Friday, September 28, 2012

Banks reject Kingfisher loan demand; SBI Caps to draw up fresh revival plan


Turning down a request for Rs.200-crore working loan by Kingfisher, the State Bank of India-led lenders consortium, on Thursday, asked SBI Capitals to chalk out a fresh revival plan for the cash-strapped airline in the next 2-3 weeks.
Kingfisher Chairman Vijay Mallya made a presentation at a meeting with lenders in Bangalore on Thursday, the first such meeting after the government’s policy decision to allow foreign airlines to invest in domestic carriers.
According to the lenders, Mr. Mallya did not offer any concrete revival plan as he could not commit on equity infusion by the promoters.
An official from a public sector bank said the lenders turned down a request from Mr. Mallya for an immediate working capital loan of Rs.200 crore. Since January, the airline has not been servicing its Rs.7,000-crore bank debt.
The official said the lenders had asked SBI Capitals to make a new revival plan, the third one, for the airline in the next 2-3 weeks.
Though the company suggested a second debt restructuring, nothing was finalised, a source said.
When asked whether banks were open to a second CDR in two years, the source said that would depend on the SBI Caps’ proposal.
The meeting comes amidst reports of the airline talking to prospective foreign airlines to offload its stake.
At the last meeting on September 3 in Mumbai, the bankers had demanded that Mr. Mallya should make the revival plan. This is the third time that SBI Caps has been asked to prepare a rejig exercise for the airline.
In 2010, it had made a debt recast plan for the airline, and, in November that year, its Rs.6,500-crore worth loan was recast.
Earlier this year, SBI Caps was asked to make another revival plan.
Meanwhile, the Bombay Stock Exchange, on Thursday, halved its circuit limits on shares of Kingfisher Airlines and group firm United Breweries Holdings, capping their maximum movement in a day at 5 per cent and 10 per cent, respectively.
The proposed changes, announced by the BSE through a circular and will be effective from Friday, follow a sharp rally in the share prices of the two companies in the past few days.

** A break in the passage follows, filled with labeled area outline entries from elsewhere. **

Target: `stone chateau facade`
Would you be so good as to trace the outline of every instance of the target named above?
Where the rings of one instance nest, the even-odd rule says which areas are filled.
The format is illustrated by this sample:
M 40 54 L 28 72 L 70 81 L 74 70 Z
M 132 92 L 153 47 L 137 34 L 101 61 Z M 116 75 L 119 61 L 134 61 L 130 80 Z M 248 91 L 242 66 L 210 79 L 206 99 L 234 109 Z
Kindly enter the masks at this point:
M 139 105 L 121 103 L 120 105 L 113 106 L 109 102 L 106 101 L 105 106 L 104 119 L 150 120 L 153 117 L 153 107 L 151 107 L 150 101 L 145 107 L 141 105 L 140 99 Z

Earlier, Kingfisher shares were allowed an upward or downward movement of 10 per cent in a day, while the circuit filter limit for the group’s holding firm United Breweries (Holdings) was 20 per cent.
The exchanges generally lower the circuit filter of a stock as part of their surveillance mechanism to avoid excessive movement in the share price. Kingfisher shares, on Thursday, rose by 8.03 per cent to close at Rs.16.96 on the BSE, after touching an intra-day high of Rs.17.18 - its highest level in a month. The stock had gained 9 per cent on Wednesday as well, after Mr. Vijay Mallya said the air carrier was in talks with foreign airlines for possible stake sale.
UB Holdings had also gained nearly 11 per cent on Wednesday, although its share price settled only 1.85 per cent higher at Rs.146.05 in Thursday’s trade. Earlier in the day, UB Holdings had risen to as high as Rs.155.85 — its highest level in a year. While Kingfisher shares have been rallying sharply in the last couple of weeks, shares of other group companies have been on an uptrend for much longer period, largely on reports and speculations about stake sale in various businesses.
The National Stock Exchange and the BSE have also sought clarifications from Kingfisher Airlines on reports that the carrier is in talks with foreign entities and domestic investors for stake sale.
Both bourses in separate notices on Thursday said they were awaiting the response from Kingfisher.